Saat ditanya terkait penolakan warga sekitar, Sugiono menjelaskan, pihaknya berusaha melakukan pendekatan dengan masyarakat ring satu. Selain itu upaya - upaya untuk mengatasi keluhan masyarakat juga sudah dilakukan. Seperti halnya memasang jaring penghalang debu, menanam pohon dan menyiram jalanan yang dilewati kendaraan pengangkut.

Untuk mengamankan situasi dan kondisi, sedikitnya 500 personil gabungan diterjunkan di lapangan dengan tempat berbeda, gelombang penolakan warga mulai mencuat.

"Intinya kami ingin operasi bongkar muat batu bara dihentikan dan dipindahkan ke tempat lain. Untuk bongkar log silahkan. Karena imbas dari bongkar muat batu bara tersebut menyebabkan debu yang mengotori rumah, tempat ibadah warga. Selain itu masyarakat juga mengeluhkan masalah kesehatan. Coba cek satu per satu pasti paru-paru masyarakat berwarna hitam," keluh Andre (bersama puluhan warga).
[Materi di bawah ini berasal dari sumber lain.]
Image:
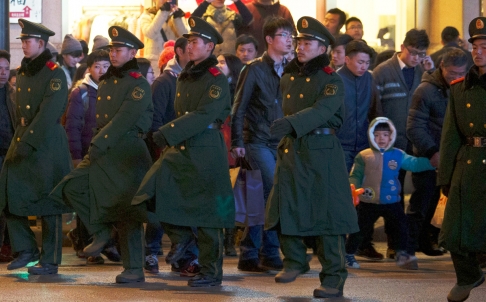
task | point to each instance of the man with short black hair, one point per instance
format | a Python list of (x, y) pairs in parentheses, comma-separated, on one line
[(334, 21), (246, 48), (257, 104), (38, 156)]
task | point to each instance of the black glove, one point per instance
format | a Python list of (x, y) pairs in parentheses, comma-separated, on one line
[(159, 139), (178, 13), (95, 153), (445, 190), (165, 7), (22, 151), (280, 128)]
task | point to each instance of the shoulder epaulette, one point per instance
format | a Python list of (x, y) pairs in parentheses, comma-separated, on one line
[(457, 80), (328, 70), (51, 65), (135, 74), (214, 71)]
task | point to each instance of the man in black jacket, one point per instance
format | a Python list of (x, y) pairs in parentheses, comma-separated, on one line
[(424, 128), (258, 103)]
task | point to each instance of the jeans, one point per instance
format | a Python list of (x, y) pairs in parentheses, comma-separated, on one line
[(259, 242)]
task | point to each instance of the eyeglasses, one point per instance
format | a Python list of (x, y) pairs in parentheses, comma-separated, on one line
[(420, 54), (284, 35)]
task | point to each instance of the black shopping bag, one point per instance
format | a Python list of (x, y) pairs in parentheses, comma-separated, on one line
[(248, 193)]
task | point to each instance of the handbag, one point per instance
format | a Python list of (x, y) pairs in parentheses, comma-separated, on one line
[(248, 194)]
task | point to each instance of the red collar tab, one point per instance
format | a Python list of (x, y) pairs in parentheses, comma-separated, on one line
[(328, 70), (135, 74), (214, 71), (457, 80), (51, 65)]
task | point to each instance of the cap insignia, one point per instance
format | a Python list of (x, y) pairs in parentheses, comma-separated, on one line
[(305, 24), (479, 24)]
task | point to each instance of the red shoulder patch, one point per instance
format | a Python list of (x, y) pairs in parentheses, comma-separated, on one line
[(328, 70), (214, 71), (457, 80), (51, 65), (135, 74)]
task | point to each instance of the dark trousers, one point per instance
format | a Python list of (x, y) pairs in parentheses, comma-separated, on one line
[(368, 214), (330, 252), (467, 268), (209, 242), (76, 193), (422, 207), (22, 238)]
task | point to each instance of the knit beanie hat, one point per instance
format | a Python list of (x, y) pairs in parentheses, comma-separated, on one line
[(100, 42), (70, 45)]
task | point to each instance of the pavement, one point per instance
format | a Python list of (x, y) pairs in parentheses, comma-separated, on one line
[(375, 281)]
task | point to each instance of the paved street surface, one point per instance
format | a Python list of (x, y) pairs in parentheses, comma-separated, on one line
[(381, 281)]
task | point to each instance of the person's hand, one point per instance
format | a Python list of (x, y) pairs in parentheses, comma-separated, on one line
[(445, 190), (428, 63), (238, 152), (22, 151), (434, 160), (280, 128), (159, 139), (95, 153)]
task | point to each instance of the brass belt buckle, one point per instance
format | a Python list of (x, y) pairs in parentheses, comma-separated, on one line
[(477, 142)]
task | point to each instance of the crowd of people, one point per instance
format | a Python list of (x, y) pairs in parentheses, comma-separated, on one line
[(139, 147)]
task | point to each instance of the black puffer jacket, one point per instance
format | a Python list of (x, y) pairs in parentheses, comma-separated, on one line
[(258, 102), (426, 115)]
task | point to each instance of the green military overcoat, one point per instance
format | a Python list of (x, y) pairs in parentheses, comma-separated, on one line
[(191, 178), (463, 167), (123, 113), (311, 194), (41, 100)]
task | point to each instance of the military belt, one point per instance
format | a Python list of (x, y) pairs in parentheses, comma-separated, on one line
[(215, 126), (476, 141), (323, 131), (24, 122)]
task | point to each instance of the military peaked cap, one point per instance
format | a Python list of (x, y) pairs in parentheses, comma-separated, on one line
[(34, 30), (122, 37), (311, 29), (203, 29)]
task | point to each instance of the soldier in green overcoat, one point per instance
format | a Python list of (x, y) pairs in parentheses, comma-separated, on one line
[(38, 157), (311, 194), (190, 180), (462, 169), (102, 186)]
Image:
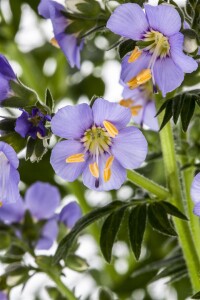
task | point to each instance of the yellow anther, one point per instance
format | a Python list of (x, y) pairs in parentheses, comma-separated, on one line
[(106, 175), (109, 162), (127, 103), (79, 157), (134, 55), (141, 78), (94, 169), (111, 129), (54, 42), (135, 110)]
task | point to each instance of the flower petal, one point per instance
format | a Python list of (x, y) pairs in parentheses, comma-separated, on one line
[(163, 18), (70, 214), (195, 189), (130, 70), (48, 235), (128, 20), (12, 212), (118, 175), (62, 150), (104, 110), (130, 147), (71, 122), (196, 209), (168, 76), (185, 62), (43, 8), (10, 154), (42, 199)]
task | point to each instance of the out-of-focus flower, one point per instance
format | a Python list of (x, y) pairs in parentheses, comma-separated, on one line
[(6, 75), (9, 176), (41, 200), (99, 144), (69, 43), (140, 102), (32, 124), (195, 194), (159, 53)]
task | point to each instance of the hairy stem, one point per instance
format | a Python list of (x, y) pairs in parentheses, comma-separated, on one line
[(182, 227)]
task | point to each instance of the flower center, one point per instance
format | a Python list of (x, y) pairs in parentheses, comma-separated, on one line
[(96, 140), (158, 44)]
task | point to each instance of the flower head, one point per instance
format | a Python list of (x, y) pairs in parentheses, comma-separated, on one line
[(9, 176), (32, 124), (159, 53), (41, 200), (6, 75), (140, 102), (69, 43), (195, 194), (99, 144)]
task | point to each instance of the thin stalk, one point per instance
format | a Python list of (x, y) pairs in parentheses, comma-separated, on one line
[(148, 184), (61, 286), (183, 230)]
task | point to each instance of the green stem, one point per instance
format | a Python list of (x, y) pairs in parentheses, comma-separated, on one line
[(182, 227), (61, 286), (147, 184)]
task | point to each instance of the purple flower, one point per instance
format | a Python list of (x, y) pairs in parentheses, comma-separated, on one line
[(9, 176), (99, 145), (3, 296), (159, 55), (195, 194), (69, 43), (41, 200), (140, 102), (6, 75), (32, 124)]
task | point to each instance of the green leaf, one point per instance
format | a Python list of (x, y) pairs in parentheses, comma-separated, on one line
[(49, 100), (137, 224), (173, 210), (125, 47), (158, 219), (14, 140), (196, 296), (66, 243), (76, 263), (109, 232)]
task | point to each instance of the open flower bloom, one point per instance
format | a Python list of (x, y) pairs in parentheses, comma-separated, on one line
[(9, 176), (69, 43), (195, 194), (41, 200), (140, 102), (6, 74), (99, 144), (32, 124), (159, 55)]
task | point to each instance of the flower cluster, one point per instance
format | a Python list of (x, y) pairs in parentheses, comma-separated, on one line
[(159, 52), (41, 200)]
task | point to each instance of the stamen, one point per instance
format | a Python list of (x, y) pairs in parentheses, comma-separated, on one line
[(79, 157), (141, 78), (135, 110), (54, 42), (127, 103), (134, 55), (94, 169), (112, 130), (106, 175)]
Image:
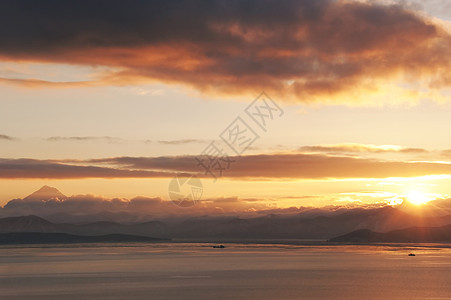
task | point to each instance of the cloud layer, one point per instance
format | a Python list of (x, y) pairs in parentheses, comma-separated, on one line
[(249, 167), (294, 49)]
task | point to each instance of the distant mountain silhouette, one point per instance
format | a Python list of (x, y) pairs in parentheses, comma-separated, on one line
[(64, 238), (49, 211), (409, 235), (27, 224)]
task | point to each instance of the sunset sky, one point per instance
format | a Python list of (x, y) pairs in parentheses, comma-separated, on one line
[(113, 99)]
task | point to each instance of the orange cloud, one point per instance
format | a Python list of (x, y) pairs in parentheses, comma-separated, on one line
[(298, 50), (249, 167)]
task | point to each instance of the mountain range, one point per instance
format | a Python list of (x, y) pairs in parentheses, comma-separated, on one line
[(307, 224)]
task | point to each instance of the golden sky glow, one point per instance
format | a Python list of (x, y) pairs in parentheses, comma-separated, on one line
[(117, 111)]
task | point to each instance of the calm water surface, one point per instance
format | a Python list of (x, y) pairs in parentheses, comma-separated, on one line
[(197, 271)]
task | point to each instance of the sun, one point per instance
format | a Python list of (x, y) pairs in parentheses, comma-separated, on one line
[(417, 197)]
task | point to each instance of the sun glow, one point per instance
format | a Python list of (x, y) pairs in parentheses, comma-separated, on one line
[(417, 197)]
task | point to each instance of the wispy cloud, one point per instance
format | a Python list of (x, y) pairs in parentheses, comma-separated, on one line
[(182, 142), (361, 148), (249, 167), (8, 138), (298, 50), (84, 138)]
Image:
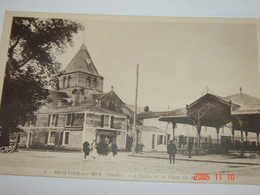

Andre menambahkan, sebenarnya sudah ada MoU antara perusahaan, warga dan DPRD Gresik. Bahwa ketika pelabuhan JIIPE yang ada di Kecamatan Manyar sudah rampung, operasi bongkar muat batu bara akan dipindah ke sana. Namun urung dilaksanakan.

Dihubungi terpisah, pimpinan PT GJT Edi menjelaskan, penolakan tersebut sudah beberapa kali terjadi. Terakhir pada November 2019 yang mengakibatkan operasional harus dihentikan selama kurang lebih 10 bulan. Akibatnya, puluhan karyawan harus di PHK dan omset perusahaan terus mengalami penurunan.

“Kami sudah berupaya komunikasi dengan masyarakat sekitar, saya juga hadir kalau diundang baik di desa, kecamatan atau forum komunikasi. Upaya untuk mengantisipasi polusi debu juga sudah dilakukan,” ujarnya.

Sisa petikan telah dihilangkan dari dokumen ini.